If you have employees who drive for work, ask them to do the following if they are involved in an accident:
1. Call for help.
Of course, call an ambulance immediately if anyone is injured. Even if there aren't injuries, it's best to call local law enforcement to the scene to file a police report and issue any citations. If this isn't possible, make a legal accident report with the police department as soon as possible.
2. Obtain key information.
- Names, addresses and phone numbers of witnesses and everyone in each vehicle
- License numbers and state registrations of all vehicles involved
- Insurance information from the other driver
3. Report it to you (their employer).
Immediately report the accident to the person in the organization who handles workers' compensation claims.
What if the employee wasn't at fault?
If the other driver was primarily at fault, it's usually possible to recover workers' compensation benefits paid from the negligent driver's personal auto insurance carrier.
In many cases SFM can recover 100 percent of the workers' compensation benefits paid, but there are often situations that restrict us to recover only a portion of our total paid. The reasons for this include:
- Some states have statutes that allow the employee’s personal injury attorney to take the first third of the settlement.
- The other driver might not be 100 percent at fault, meaning the employee bears some responsibility.
- Not all workers’ compensation benefits are recognized by auto insurers. For example, payments for rehabilitation services are often questioned by liability carriers because this is not a standard benefit paid under a liability claim in many states.

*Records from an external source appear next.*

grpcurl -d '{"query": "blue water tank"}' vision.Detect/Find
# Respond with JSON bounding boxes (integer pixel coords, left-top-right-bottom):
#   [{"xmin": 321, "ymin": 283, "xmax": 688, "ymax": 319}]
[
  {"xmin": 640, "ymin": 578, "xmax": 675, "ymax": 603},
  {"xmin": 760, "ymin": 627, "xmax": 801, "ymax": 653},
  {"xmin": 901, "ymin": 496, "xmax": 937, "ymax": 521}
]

- The driver's auto insurance policy limits might be less than the amount of incurred workers' compensation benefits.
Make sure employees who drive for work know what to do if they’re involved in an accident
Hopefully you and your employees won’t ever have to worry about dealing with a car accident, but it's always best to be prepared.
Making sure your employees know what to do in the event of a collision can save you, and your employees, major hassles down the road.
This is not intended to serve as legal advice for individual fact-specific legal cases or as a legal basis for your employment practices.